The Riel Renaissance

Being among the best of the best

Die Nuwe Graskoue Trappers at Bushmans Kloof

One of the oldest dance forms in South Africa is making a comeback, uplifting local children, and shining on the world’s stage. Troupe manager and dance coach Floris Smith shares more.

What is Riel dancing?

It’s a rural dance created by the workers of the greater Cape Colony of old, including the Winelands, Garden Route, Kalahari, and Karoo. It has its roots in the storytelling dances of the Khoi and San. The music has come a long way since then – it’s rhythmic, fast, and fun. You can’t help but dance when you hear it!

"The Riel is part of the culture...owned by these communities...and it’s being celebrated as a heritage worth appreciating."

Why do you think the dance is still popular today?

There isn’t much for youth to do in remote rural areas, so it’s mainly danced in these rural communities. When ATKV took the initiative to launch a project and host a championship, this inspired many to take part. Lots of workshops and training sessions created mass interest at schools and other communities, and the opportunity of becoming champions was also so inspirational to the kids and dancers.

When you are not coaching, what are you doing?

I work as Executive Chef and Deputy General Manager at Bushmans Kloof Wilderness Reserve & Wellness Retreat in the Cederberg. All my spare time is dedicated to the Riel Dance Project! Bushmans Kloof is proud of what our Riel Troupe has achieved and what it’s meant to the local community, and so they are accommodating when I need to travel with the group for dance competitions and performances.

What difficulties has the troupe experienced so far?
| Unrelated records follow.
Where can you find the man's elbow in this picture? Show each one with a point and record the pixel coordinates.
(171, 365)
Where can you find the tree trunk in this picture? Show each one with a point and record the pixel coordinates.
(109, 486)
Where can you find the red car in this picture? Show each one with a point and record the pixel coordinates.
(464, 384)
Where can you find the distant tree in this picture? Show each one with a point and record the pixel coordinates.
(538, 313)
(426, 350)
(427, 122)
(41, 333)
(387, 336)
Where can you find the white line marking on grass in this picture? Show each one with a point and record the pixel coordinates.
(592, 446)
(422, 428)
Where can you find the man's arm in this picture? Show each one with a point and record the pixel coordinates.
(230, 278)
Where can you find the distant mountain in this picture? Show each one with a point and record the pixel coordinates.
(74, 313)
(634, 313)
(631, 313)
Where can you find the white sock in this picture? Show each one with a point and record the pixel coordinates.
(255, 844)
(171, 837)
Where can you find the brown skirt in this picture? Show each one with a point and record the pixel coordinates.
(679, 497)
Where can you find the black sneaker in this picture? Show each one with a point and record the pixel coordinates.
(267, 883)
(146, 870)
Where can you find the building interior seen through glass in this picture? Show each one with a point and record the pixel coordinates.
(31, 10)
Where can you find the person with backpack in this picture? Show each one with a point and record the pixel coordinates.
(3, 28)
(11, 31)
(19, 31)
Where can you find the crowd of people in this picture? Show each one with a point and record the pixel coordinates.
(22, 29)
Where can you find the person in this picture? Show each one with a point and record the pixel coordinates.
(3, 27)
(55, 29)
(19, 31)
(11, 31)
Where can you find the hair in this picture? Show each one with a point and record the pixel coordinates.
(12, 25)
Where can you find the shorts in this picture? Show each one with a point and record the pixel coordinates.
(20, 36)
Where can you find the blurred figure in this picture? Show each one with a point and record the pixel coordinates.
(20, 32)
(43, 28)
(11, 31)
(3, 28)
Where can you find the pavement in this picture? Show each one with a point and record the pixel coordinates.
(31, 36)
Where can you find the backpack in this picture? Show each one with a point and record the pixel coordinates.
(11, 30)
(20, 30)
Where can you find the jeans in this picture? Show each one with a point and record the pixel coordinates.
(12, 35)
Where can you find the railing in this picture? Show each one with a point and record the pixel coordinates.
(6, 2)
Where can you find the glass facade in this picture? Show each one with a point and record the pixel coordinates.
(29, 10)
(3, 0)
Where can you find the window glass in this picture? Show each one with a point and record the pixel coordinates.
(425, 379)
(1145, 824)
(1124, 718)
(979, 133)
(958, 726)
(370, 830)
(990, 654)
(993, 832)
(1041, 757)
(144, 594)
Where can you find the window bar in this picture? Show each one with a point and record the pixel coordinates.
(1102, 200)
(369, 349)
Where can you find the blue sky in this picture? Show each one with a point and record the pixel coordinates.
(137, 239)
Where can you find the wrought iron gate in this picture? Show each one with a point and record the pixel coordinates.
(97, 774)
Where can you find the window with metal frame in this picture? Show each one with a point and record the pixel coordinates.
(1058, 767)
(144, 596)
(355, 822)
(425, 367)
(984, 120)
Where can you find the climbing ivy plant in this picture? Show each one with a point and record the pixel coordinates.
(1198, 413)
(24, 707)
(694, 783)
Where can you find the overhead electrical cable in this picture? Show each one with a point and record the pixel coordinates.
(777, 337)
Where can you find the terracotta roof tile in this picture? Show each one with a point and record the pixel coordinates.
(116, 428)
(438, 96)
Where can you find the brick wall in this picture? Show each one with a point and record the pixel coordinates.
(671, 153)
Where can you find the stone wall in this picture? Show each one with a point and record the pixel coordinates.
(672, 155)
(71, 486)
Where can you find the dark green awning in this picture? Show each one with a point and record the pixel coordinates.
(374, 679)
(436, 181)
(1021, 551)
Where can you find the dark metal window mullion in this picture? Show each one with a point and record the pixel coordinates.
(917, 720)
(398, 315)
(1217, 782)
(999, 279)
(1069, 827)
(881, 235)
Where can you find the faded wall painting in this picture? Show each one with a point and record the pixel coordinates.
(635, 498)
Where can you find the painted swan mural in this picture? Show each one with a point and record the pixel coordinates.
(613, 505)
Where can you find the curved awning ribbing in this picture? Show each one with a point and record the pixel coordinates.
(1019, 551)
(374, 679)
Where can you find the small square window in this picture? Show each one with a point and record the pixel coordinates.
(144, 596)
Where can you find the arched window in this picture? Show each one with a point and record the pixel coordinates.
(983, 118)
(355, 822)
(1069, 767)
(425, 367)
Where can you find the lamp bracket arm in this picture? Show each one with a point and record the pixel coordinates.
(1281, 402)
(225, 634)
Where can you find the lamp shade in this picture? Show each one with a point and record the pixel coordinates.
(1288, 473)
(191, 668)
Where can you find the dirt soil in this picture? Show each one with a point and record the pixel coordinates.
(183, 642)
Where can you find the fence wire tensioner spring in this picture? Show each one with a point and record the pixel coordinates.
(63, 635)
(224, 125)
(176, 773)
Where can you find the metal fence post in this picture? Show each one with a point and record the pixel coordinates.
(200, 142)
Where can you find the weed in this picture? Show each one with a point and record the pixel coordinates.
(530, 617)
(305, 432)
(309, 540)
These communities are self-sustained, and kids will spend their time with livestock or in the vegetable gardens, on the Rooibos tea lands, or gather wood after school or over weekends. Access to sports clubs is almost non-existent. But the most challenging aspect sustaining the project is of a financial nature, as with any projects. Because the dancers are based at villages around Wupperthal, getting them all at a central point for training and rehearsals is sometimes challenging due to the transport and road constraints (mainly handmade rough gravel roads).

How did it feel to perform at the World Championship of Performing Arts?

Winning awards has opened so many doors for the project, especially for Die Nuwe GrasKoue Trappers. They get to perform at so many festivals, functions, and special events as the dance has become so popular over the years. The Riel is part of the culture that the kids grow up with; they know the steps and the rhythms by heart. It’s owned by these communities. Children learn to do it in schools, and it’s being celebrated as a heritage worth appreciating.

How did it feel to win the awards?

It’s the ultimate reward! We can hold our heads up high now knowing that we’ve shown the world that we’re among the best of the best. Our Gold and Silver medals belong not only to us but also to the community of Wupperthal, to Bushmans Kloof and its owners the Tollman family, and to all the people of South Africa who believed in us and supported us. Thank you. You gave us the wings to fly.